I saw your post just as I was getting on a long flight, I am guessing that my friend and fellow mentor Adam has already responded as he is the Wyatt Earp of the forum, but I am going to give you my take on things as well.
In short, no, it is absolutely not impossible for you, but there are some choices and maybe some sacrifices that you are going to need to make, at least in the short term.
The vast majority of airline pilots today come from civilian backgrounds, the military simply does not turn out the number of pilots that it did at the height of Vietnam and the Cold War. I would say that 75% of the pilots that I fly with are civilians. That is a very unofficial number, but is based on my experiences. In fact, all three of the mentors on this forum come from a civilian background (at least as far as flying is concerned). Most pilots that I fly with got their training through either mom and pop type flight schools or the larger academies like ATP.
On the degree front, yes and no. The regionals do not require a degree at all. Pilots get hired at the regionals all day long without college degrees. At the major level, yes, you absolutely need a four year degree. There are stories of people getting in without one, but as a general rule a degree is required. The good news is that after you get hired at a regional you will have several years to work on one and there are many schools that give a considerable amount of credit for having your pilots licenses. On the other hand, you might decide that you are comfortable being a captain at a regional airline and decide to stay there, there is certainly nothing wrong with that.
Finances can be a bit tough. Of course I have no idea what your monthly obligations are, but it is tough for anybody to quit work altogether and go train for six months. Basically your options are to go to the flight school at Chesapeake Airport or Hampton Roads Airport and plug along there while working, however I can tell you from personal experience that it will be “plugging” at best. It took me two years to get my private license at CPK, it should have taken six months. Things like instructor availability, broken airplanes, etc kept holding me back. I was so fed up by the time I finished there that I decided to seek out an academy type school for the rest of my training. A cousin’s recommendation led me to ATP.
Yes, I think that a fast paced program like what ATP offers can get you to the airlines in 36 months. You will likely spend about six months in training with ATP, then the rest of your time flight instructing to build the 1,500 hours necessary for the airlines.
Before you get any crazy ideas, don’t even think of commuting back and forth from Virginia Beach to Richmond to do the program or to instruct there.
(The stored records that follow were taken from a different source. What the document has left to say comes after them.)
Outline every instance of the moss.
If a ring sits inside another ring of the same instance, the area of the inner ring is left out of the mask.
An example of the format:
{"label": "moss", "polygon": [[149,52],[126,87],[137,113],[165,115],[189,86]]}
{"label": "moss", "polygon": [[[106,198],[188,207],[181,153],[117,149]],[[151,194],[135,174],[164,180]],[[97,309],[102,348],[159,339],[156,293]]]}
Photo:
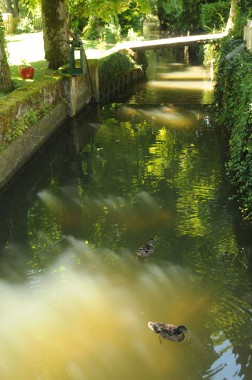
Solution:
{"label": "moss", "polygon": [[0,151],[36,124],[62,98],[59,78],[22,87],[0,99]]}

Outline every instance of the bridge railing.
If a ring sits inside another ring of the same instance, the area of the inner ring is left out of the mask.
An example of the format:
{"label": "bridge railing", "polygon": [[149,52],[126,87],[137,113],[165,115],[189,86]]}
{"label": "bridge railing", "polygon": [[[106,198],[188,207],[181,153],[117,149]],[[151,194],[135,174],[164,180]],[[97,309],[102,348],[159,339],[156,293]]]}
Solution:
{"label": "bridge railing", "polygon": [[244,27],[243,39],[246,48],[252,53],[252,20],[247,20],[247,25]]}

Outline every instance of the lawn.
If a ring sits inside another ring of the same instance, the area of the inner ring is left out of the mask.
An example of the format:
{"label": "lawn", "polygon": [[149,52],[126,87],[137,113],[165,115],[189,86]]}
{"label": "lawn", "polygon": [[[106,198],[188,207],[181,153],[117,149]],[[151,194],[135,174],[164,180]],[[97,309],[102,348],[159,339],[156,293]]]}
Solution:
{"label": "lawn", "polygon": [[34,77],[33,79],[21,79],[18,75],[19,65],[10,65],[11,78],[13,80],[14,88],[20,88],[27,83],[32,83],[34,81],[41,81],[45,77],[56,75],[56,71],[49,70],[47,68],[47,62],[45,60],[29,62],[31,66],[34,67]]}

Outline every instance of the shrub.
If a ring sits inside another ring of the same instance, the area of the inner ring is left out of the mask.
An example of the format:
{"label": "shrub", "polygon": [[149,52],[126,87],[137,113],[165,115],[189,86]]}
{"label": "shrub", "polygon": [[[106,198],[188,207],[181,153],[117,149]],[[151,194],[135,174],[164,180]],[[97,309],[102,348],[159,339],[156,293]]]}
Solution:
{"label": "shrub", "polygon": [[200,22],[206,32],[213,28],[220,30],[225,28],[229,16],[229,2],[220,1],[218,3],[204,4],[201,7]]}
{"label": "shrub", "polygon": [[118,52],[102,58],[99,64],[100,82],[110,82],[114,77],[129,73],[133,67],[133,59],[125,53]]}

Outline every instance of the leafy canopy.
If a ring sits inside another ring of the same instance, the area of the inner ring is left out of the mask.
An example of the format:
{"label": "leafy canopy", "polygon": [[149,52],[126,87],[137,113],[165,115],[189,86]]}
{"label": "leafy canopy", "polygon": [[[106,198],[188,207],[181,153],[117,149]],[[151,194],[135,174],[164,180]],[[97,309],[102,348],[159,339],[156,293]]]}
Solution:
{"label": "leafy canopy", "polygon": [[125,12],[131,4],[136,4],[145,13],[151,12],[149,0],[67,0],[66,3],[70,12],[78,9],[84,17],[95,16],[105,22]]}

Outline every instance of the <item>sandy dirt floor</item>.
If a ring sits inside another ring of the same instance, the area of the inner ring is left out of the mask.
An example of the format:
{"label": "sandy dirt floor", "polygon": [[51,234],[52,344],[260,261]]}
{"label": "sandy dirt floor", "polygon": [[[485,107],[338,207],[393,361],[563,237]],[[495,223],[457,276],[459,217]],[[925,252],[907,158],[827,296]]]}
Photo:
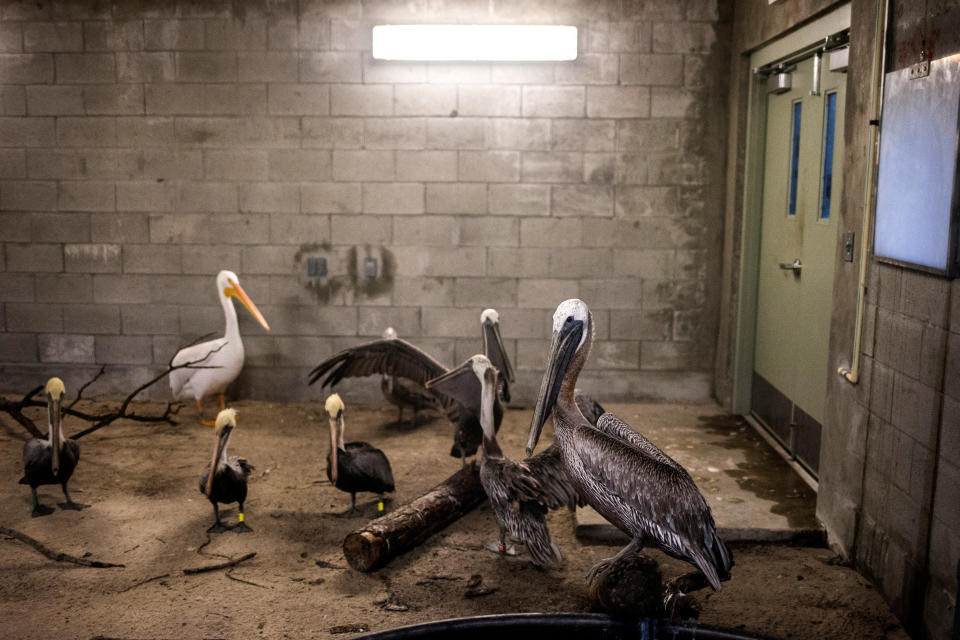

As you well know, that traffic is awful and will consume much of your day.
For you the next step should be to take an introductory flight. Get up in the air in a small airplane with an instructor and get a feel for what flying is all about. There is nothing quite like holding the yoke in your hands to help settle your mind as to whether you want to fly for a living or not. You can schedule an introductory flight for a pretty reasonable cost at most local flight schools, or with ATP in Richmond. In the meantime dig through this forum, especially the “Flying the Line” section, there are many good articles on there that will give you a good idea as to what this career is really like. I also highly recommend getting your fiancee involved in this process, show her the forum and get her reading, she is along for the ride too.
Keep asking your questions here, you will find that we are all pretty fast to respond and offer no nonsense advice.
By the way, I grew up in Virginia Beach, graduating from Princess Anne in 2000. How long have you been in the area?